Overall cooling investigation of the composite platforms considering the anisotropic thermal conductivities and weaving pattern

With advantages such as low densities and high thermal limits, composites were widely applied in aero-engines high-temperature components. However, the thermal analysis methodology of composite components has not been established due to the anisotropic thermal conductivities and weaving characteristics. In this study, the overall cooling investigation of composite platforms with effusion cooling structures was investigated experimentally and numerically. In the experiments, ceramic matrix composites (CMC) and superalloy platforms were studied. Infrared thermography was adopted to gauge the surface temperatures. The results showed that the overall cooling effectiveness of the CMC platforms were decreased with the increase of the film hole diameter.
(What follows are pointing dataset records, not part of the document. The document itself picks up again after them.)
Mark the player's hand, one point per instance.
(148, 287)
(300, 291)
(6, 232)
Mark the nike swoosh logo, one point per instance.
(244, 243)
Based on composite platforms considering the anisotropic thermal conductivities and weaving pattern, conjugate heat transfer simulations were carried out to study the influence of the film holes geometry and layouts. The results show that the composite platform with a film hole positioned at the weft (Weft-P) provided better lateral cooling expansion. The ratio between the fiber axial thermal conductivity and matrix thermal conductivity affected the overall cooling effectiveness in the near hole region significantly. Compared to the platform with isotropic material, the cooling performance of the composite platform did not significantly respond to the fanshaped hole expansion angle.